P-series and mainframe machines have a lot of cool tech, and they're very resilient. They can even lose a CPU or some RAM and keep running. x86 systems would more likely freeze/crash immediately.

But the only reason I know P-series/AIX at all is because one small branch of IBM hired me for my linux skills back in 2011, and I learned on the job. But I quit after 5 years, because the pay wasn't sustainable. The machines are too expensive to play around with otherwise. If you learn by doing (which seems vital to be a good sysadmin or programmer), even a license to use AIX is out of the hobbyist's price range. Training courses are limited lab environments. You won't get nearly as much out of that as you would from a 12-month AWS subscription, or a $5/month VPS, or an x86 virtual machine, or a raspberry pi. etc, etc.

And IBM ended their developer machine licensing. So now employers can't even afford to maintain extra P-series machines for devs/sysadmins to play around with and learn.

But don't worry, IBM will keep shooting their feet off until they no longer exist. There will likely be a panic, similar to Y2K, where everyone's feverishly re-writing and porting and emulating and migrating things off of IBM iron and onto x86 machines.

2 comments

> They can even lose a CPU or some RAM and keep running.

That's also true for a Kubernetes cluster.
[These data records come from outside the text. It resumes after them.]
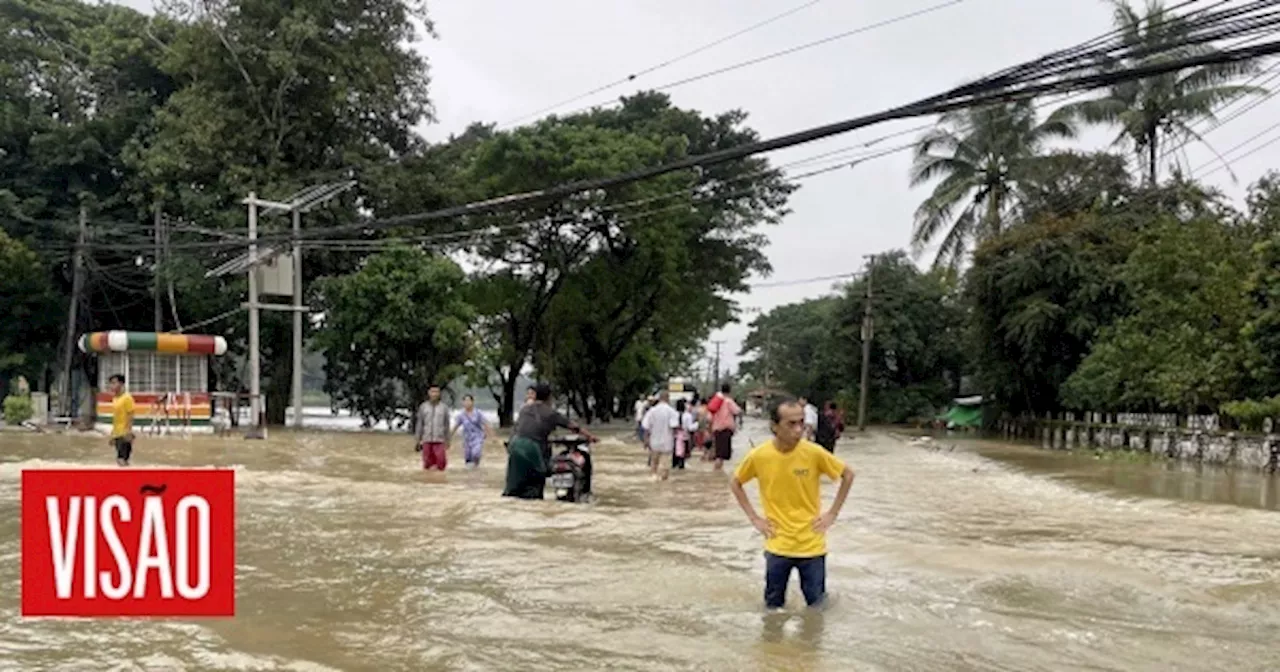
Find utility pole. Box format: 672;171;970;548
244;192;264;439
292;209;302;428
858;255;876;431
58;205;88;417
712;340;724;386
151;201;164;334
764;330;773;393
That is a very good point. Why buy big iron "pets" when you can buy x86 "cattle"? It works for a lot of stateless apps and services. A node dies, and k8s quickly moves the workloads to new nodes.

It does take some work to accomplish this on more complex apps, though. Things like SQL databases and rabbitmq are very often single points of failure in practice. At smaller companies, it's often easier to stick them on more resilient hardware than to architect an active/active or active/failover system. I agree that this isn't the best way to do it, and IMHO any important service should have HA of some sort.

That said, I use x86 based machines for all my personal projects, and I wouldn't buy IBM systems if I owned a tech startup just because they're like 10x the price of x86.

This is why they bought RedHat.
And now that they’re McKinsey-izing Redhat, one can see the IBM footgun is still firing away.
IBM: Footgunning before the XT and before the Republican conformity dress code when it was cool to enable genocidal regimes for money. IBM is the quintessential big, dumb company that innovates in spurts and then is a perpetual loser because of all of its corporate bs.
And now that they bought RedHat, they're eagerly dropping support for all linux distros that are not RedHat, and they're attempting to lock out anyone who wants a personally affordable RedHat-like system (CentOS...). If they succeed, it may even be hard to find decent RedHat sysadmins in the future.

It's hard to keep up a trained workforce when they lock the doors so tight.

Yep. In the greedy drive to monetize the Meta's and Motorola's running Cent to force them onto RHEL, they're pulling a grenade pin and daring people to stay in the boat. Instead, they're alienating most of their future business of potential users and decision makers by attempting to emulate a worse than Oracle while disrespecting their users.

The value in something like Cent/RHEL is LTS stability. Really, the only valuable part of Cent/RHEL is the stable kernel because the userland rapidly becomes old and useless. Something like Ubuntu with a RHEL quality kernel with a 10 yr support lifecycle but without a separate foss/commercial version would be superior to either RHEL or Ubuntu. Canonical went full shark-jumping mickeymouse with their "Pro" subscription and non patching model unless you pay $.